Quite one of the loveliest designs of the series. It was a favourite subject with Giotto; meeting, in all its conditions, his love of what was most mysterious, yet most comforting and full of hope, in the doctrines of his religion. His joy in the fact of the Resurrection, his sense of its function, as the key and primal truth of Christianity, was far too deep to allow him to dwell on any of its minor circumstances, as later designers did, representing the moment of bursting the tomb, and the supposed terror of its guards. With Giotto the leading thought is not of physical reanimation, nor of the momentarily exerted power of breaking the bars of the grave; but the consummation of Christ's work in the first manifesting to human eyes, and the eyes of one who had loved Him and believed in Him, His power to take again the life He had laid down. This first appearance to her out of whom He had cast seven devils is indeed the very central fact of the Resurrection. The keepers had not seen Christ; they had seen only the angel descending, whose countenance was like lightning: for fear of him they became as dead; yet this fear, though great enough to cause them to swoon, was so far conquered at the return of morning, that they were ready to take money-payment for giving a false report of the circumstances. The Magdalen, therefore, is the first witness of the Resurrection; to the love, for whose sake much had been forgiven, this gift is also first given; and as the first witness of the truth, so she is the first messenger of the Gospel. To the Apostles it was granted to proclaim the Resurrection to all nations; but the Magdalen was bidden to proclaim it to the Apostles.

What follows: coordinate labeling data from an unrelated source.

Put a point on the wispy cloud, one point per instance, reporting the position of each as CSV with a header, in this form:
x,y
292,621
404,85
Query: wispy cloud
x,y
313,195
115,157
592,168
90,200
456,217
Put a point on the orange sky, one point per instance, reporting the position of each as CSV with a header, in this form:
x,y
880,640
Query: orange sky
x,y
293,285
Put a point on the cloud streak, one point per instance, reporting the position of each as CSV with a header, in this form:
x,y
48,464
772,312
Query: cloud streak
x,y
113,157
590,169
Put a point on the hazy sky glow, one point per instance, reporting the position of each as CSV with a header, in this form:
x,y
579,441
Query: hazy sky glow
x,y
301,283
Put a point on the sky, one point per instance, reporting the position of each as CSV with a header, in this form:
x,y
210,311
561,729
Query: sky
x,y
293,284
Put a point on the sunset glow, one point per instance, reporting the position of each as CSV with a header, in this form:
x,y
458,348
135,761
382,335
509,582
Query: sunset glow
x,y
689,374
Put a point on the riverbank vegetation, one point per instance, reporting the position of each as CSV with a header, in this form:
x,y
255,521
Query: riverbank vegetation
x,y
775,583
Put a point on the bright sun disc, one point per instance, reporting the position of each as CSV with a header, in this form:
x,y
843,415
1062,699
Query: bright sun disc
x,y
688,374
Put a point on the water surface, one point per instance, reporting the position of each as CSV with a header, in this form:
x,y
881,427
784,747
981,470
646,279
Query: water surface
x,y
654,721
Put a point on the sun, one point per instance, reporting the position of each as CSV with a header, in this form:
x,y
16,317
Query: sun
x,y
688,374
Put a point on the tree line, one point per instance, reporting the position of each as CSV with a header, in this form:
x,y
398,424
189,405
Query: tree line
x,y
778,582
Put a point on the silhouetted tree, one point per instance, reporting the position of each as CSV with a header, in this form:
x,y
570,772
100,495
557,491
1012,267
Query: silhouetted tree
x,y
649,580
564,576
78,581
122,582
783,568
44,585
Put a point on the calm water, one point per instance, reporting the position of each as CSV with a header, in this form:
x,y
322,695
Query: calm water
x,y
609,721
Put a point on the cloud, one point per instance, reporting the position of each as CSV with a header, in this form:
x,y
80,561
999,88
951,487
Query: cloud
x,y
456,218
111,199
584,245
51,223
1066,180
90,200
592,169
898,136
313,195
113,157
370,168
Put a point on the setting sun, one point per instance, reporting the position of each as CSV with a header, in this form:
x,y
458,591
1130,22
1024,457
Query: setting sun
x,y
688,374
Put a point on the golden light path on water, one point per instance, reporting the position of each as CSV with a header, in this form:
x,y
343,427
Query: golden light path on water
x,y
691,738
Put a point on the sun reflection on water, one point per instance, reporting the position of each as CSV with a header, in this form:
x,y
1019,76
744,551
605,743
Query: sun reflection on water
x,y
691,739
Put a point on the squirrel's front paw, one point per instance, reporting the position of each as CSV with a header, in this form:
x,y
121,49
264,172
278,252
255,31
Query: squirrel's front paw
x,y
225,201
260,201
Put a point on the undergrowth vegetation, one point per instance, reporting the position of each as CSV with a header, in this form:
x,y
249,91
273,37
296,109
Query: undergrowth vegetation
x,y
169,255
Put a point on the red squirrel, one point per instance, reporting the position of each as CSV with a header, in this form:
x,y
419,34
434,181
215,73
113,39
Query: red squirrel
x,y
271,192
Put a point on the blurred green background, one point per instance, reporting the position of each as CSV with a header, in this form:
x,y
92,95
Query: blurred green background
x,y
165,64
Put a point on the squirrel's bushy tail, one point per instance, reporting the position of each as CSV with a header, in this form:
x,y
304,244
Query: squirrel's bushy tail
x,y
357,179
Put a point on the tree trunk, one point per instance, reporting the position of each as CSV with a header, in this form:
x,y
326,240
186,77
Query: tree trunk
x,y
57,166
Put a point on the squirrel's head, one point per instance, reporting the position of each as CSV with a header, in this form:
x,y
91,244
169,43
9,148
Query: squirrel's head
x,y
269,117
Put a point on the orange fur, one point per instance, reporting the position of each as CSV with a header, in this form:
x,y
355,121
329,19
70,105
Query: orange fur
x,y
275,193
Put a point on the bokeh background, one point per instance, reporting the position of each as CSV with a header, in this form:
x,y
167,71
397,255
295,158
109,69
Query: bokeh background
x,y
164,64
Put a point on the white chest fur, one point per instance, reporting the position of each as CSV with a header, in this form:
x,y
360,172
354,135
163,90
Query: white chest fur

In the chapel of the Bargello, Giotto has rendered this scene with yet more passionate sympathy. Here, however, its significance is more thoughtfully indicated through all the accessories, down even to the withered trees above the sepulchre, while those of the garden burst into leaf. This could hardly escape notice when the barren boughs were compared by the spectator with the rich foliage of the neighbouring designs, though, in the detached plate, it might easily be lost sight of.
[XXXVII.]
THE ASCENSION.
Giotto continues to exert all his strength on these closing subjects. None of the Byzantine or earlier Italian painters ventured to introduce the entire figure of Christ in this scene: they showed the feet only, concealing the body; according to the text, "a cloud received Him out of their sight." This composition, graceful as it is daring, conveys the idea of ascending motion more forcibly than any that I remember by other than Venetian painters. Much of its power depends on the continuity of line obtained by the half-floating figures of the two warning angels.
I cannot understand why this subject was so seldom treated by religious painters: for the harmony of Christian creed depends as much upon it as on the Resurrection itself; while the circumstances of the Ascension, in their brightness, promise, miraculousness, and direct appeal to all the assembled Apostles, seem more fitted to attract the joyful contemplation of all who received the faith. How morbid, and how deeply to be mourned, was the temper of the Church which could not be satisfied without perpetual representation of the tortures of Christ; but rarely dwelt on His triumph! How more than strange the concessions to this feebleness by its greatest teachers; such as that of Titian, who, though he paints the Assumption of the Madonna rather than a Pietà, paints the Scourging and the Entombment of Christ, with his best power,—but never the Ascension!